Über meinem Kopf erherben sich zahlreiche ineinander verschachtelte Emporen, Spitzbögen und Kuppeln. Die Decken und Wände sind über und über verziert mit Blumenmustern und goldenen Inschriften. Das wenige Licht, das den Innenraum erhellt, fällt durch die bunten Glasscheiben der Fenster und strahlt von den vielen Kronleuchtern, die an langen Seilen an der Decke befestigt sind und nur knapp über Kopfhöhe hängen. An den Betsaal grenzt ein Innenhof, der auf allen Seiten von einem Säulengang gesäumt wird und in seiner Mitte einen sechseckigen Brunnen beherbergt. Die Minarette, die von den Ecken des Hofs aus in die Höhe ragen, lösten bei der Fertigstellung des Bauwerks im siebzehnten Jahrhundert einen Aufschrei in der islamischen Welt aus.

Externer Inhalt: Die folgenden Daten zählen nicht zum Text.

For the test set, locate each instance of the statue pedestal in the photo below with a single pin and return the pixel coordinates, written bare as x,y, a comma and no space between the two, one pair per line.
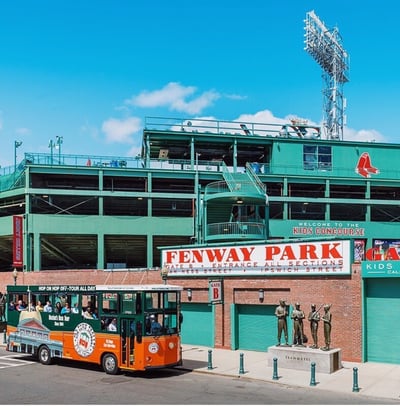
301,358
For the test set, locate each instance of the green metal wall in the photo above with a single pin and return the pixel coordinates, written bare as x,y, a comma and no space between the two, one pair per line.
198,324
382,315
255,327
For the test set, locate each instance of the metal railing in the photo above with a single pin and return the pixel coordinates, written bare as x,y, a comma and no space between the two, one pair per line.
236,230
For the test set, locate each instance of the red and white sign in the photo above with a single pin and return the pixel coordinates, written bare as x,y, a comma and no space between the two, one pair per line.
18,257
300,258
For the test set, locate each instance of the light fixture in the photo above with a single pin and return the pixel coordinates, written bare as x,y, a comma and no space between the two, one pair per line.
15,276
164,275
261,295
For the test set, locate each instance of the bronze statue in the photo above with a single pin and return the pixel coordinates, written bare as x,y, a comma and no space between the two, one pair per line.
327,319
313,318
281,313
297,317
2,307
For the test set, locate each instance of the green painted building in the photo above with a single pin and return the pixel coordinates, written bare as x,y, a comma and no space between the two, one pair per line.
206,182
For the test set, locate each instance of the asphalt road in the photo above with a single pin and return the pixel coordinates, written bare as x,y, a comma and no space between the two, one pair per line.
24,381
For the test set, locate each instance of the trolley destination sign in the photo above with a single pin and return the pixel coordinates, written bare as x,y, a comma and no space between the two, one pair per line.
299,258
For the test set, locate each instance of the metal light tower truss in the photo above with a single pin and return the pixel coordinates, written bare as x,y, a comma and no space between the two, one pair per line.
326,48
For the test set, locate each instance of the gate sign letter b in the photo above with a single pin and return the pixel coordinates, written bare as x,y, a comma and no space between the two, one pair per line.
215,291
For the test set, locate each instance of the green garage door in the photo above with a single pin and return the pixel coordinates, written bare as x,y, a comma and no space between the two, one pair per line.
198,324
256,327
383,320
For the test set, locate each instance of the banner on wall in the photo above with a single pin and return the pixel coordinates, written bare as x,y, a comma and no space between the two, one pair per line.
297,258
18,258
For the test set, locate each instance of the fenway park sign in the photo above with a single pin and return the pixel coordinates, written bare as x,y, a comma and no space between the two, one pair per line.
306,258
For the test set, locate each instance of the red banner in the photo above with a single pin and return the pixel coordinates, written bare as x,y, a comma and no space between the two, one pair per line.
18,234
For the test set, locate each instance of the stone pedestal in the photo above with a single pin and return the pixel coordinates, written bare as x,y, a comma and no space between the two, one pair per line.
302,357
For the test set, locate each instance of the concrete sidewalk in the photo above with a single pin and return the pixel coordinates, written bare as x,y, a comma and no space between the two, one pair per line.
371,379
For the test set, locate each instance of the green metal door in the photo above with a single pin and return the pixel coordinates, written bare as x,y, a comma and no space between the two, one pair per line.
256,327
383,320
198,324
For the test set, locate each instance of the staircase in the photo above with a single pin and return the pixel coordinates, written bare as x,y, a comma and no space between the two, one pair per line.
246,183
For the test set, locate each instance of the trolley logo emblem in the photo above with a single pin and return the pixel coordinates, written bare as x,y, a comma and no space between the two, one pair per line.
153,348
84,339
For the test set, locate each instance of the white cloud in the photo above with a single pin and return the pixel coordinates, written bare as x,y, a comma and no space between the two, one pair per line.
121,130
175,97
23,131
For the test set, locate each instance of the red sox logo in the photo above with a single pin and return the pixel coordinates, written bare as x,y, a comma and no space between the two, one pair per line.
364,167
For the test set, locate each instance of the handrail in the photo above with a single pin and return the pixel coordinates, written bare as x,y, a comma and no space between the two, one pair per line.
251,173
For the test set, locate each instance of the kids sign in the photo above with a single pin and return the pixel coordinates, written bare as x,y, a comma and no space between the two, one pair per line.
300,258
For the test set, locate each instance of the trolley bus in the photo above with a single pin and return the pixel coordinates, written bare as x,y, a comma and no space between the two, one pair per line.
120,327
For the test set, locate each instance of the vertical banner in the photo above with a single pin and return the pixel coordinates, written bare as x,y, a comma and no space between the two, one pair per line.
18,257
215,291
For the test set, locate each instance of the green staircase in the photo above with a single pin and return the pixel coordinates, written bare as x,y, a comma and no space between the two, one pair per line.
247,183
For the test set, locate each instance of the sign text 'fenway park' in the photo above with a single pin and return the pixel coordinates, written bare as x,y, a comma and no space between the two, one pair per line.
306,258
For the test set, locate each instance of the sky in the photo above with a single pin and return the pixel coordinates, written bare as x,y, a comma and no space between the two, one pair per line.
91,71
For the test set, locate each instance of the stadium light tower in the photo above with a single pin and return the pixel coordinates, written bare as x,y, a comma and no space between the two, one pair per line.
325,47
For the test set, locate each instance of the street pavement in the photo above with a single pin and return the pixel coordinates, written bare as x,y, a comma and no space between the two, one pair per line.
369,379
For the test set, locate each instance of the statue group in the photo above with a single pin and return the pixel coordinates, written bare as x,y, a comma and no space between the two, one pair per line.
298,316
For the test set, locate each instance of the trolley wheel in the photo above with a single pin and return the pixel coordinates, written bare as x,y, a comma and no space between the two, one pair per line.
110,364
44,355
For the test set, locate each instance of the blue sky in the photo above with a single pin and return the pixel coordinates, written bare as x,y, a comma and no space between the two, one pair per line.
92,70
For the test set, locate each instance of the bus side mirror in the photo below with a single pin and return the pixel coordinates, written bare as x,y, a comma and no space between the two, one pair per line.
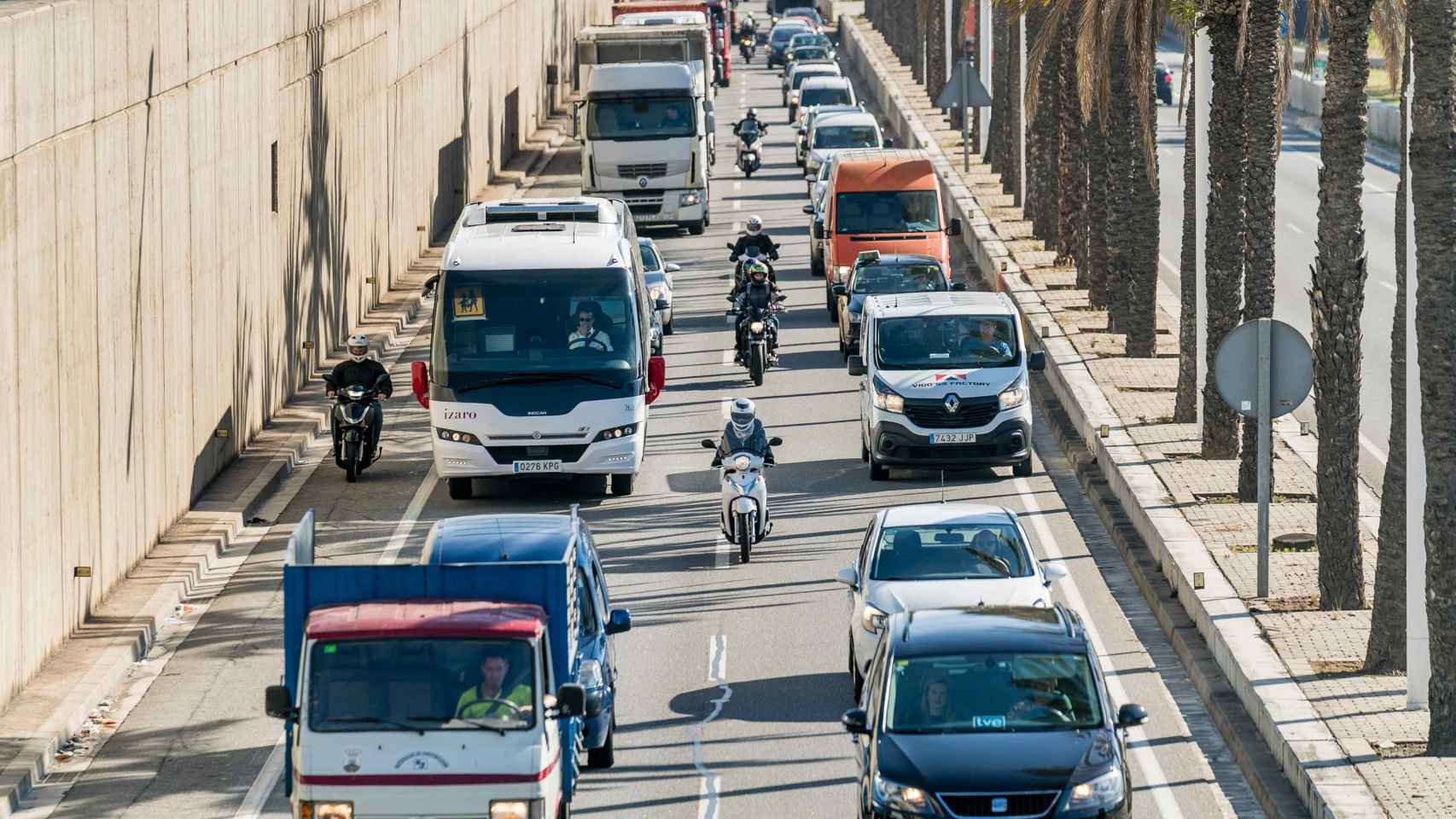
420,383
655,377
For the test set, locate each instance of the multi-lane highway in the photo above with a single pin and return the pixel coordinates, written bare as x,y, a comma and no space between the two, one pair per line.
734,674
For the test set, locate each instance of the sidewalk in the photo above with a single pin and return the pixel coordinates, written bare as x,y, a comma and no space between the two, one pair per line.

Bis dahin war nämlich die Hauptmoschee in Mekka das einzige Bauwerk, das über sechs Türme verfügte. Erst, nachdem das Gotteshaus in Mekka erweitert worden war, um das Ungleichgewicht wieder aufzuheben, konnte der Streit beigelegt werden. Noch größer als die Blaue ist die Süleymaniye-Moschee, die sich mit vier Minaretten aber an die Norm hält. Sie wird von einem großen Park umgeben, der im Regen jedoch nicht vollständig zur Geltung kommt. Dafür wartet der Innenraum erneut mit prächtigen, orange-rötlichen Verzierungen aus Kalligrafie und symmetrischen Mustern auf. Große Unterschiede im Baustil sind aber nicht zu erkennen.

Zerstörerisches Blitzlicht

Auf der Flucht vor Nässe und Kälte komme ich im Großen Basar unter und verlaufe mich auch gleich zwischen Menschenmassen inmitten der schmalen Gassen. Anders, als ich mir es vorgestellt habe, besteht der Markt nicht aus kleinen Ständen, die von einem bunten Zeltdach überspannt werden, sondern ist in einer riesigen gemauerten Halle untergebracht, die noch aus dem Mittelalter stammt. In 61 Straßen befinden sich rund viertausend moderne Geschäfte, die Kleidungsstücke, Teppiche und kostbaren Schmuck verkaufen. Um Andenken zu erstehen, bin ich hier allerdings an der falschen Adresse, und so lasse ich mich erst gar nicht aufs Feilschen ein.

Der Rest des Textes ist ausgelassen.